Antigua and Barbuda will be back at the World Trade Organization Friday, presenting its argument justifying the $3.4 billion in sanctions it is asking for against the United States in the two nations' dispute over online gambling.

After a lengthy, years-long struggle with the United States, the tiny island nation is seeking compensation now that the WTO has once again ruled that U.S. online gambling laws are contradictory to WTO trade policies.

Online gambling companies have become a big part of Antigua and Barbuda's economy, and the loss of the U.S. gambling market has hurt it significantly - to the tune of $3.4 billion.

"The $3.4 billion is just what we're entitled to by virtue of them not having complied with the decision," said Mark Mendel, Antigua and Barbuda's attorney at the WTO, in the Antigua Sun.

He explained that it was just the beginning of the nation's claim, and that it has yet to file a claim to address the issue of the United States' decision to withdraw from the WTO's General Agreement on Trade in Services (GATS) in order to maintain its online gambling ban.

Mendel indicated that claim would be equal to or greater than their initial compensation claim, bringing the total amount sought to approximately $7 billion.

Friday's hearing, however, is just about the initial $3.4 billion claim, which Mendel has maintained is completely defensible.

"It's a massive number but, after talking to the economists and going through everything, it is a very realistic number," Mendel said in the Antigua Sun.

While the figure is several times Antigua and Barbuda's GDP, the online gambling industry has created massive wealth for Antigua and Barbuda and its online gambling companies, wealth Mendel said has been almost destroyed by the actions of the United States.

Mendel has also met with ambassadors from the Office of the United States Trade Representative to discuss resolving issues between the two nations, particularly that of the U.S.'s GATS pullout.

"We've asked them to give us some proposals as to how they could solve things with us, and they have yet to really give us any firm proposal," Mendel said in the Antigua Sun. "I think the reason that they did (call the meetings) was just so that they could say they did so."

Antigua isn't the only country the United States is facing compensation claims from now that the WTO case is finalized.

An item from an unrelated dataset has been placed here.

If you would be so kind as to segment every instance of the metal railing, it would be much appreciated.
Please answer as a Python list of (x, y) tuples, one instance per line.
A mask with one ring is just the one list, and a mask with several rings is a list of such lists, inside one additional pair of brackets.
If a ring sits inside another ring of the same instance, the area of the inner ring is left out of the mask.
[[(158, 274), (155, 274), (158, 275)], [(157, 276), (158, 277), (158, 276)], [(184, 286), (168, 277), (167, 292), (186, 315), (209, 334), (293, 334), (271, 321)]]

The European Union has filed a $15 billion claim and Australia, Costa Rica, Canada, India, Japan and Macao have announced intentions to file claims as well.

Some media sources have already gotten on board with the United States just legalizing online gambling and clearing up the whole mess. Now Newsday has voiced support for the idea as well.

In an editorial on Wednesday, Newsday said "Antigua challenged that prohibition before the World Trade Organization and won - twice. Congress should accept that reality and replace the ban with regulation designed to ensure the financial integrity of gaming in cyberspace, to screen out minors and to make sure that the United States gets its cut in taxes."

The editorial made the point that the WTO can't afford to back down against the United States. It has aggressively enforced rulings against smaller countries, and the organization would lose credibility if it allows the United States to get away with a violation.

"The integrity of the United States is also at issue. This country can't respect trade rules that benefit us and ignore those that don't without undermining valuable free trade agreements," the editorial said.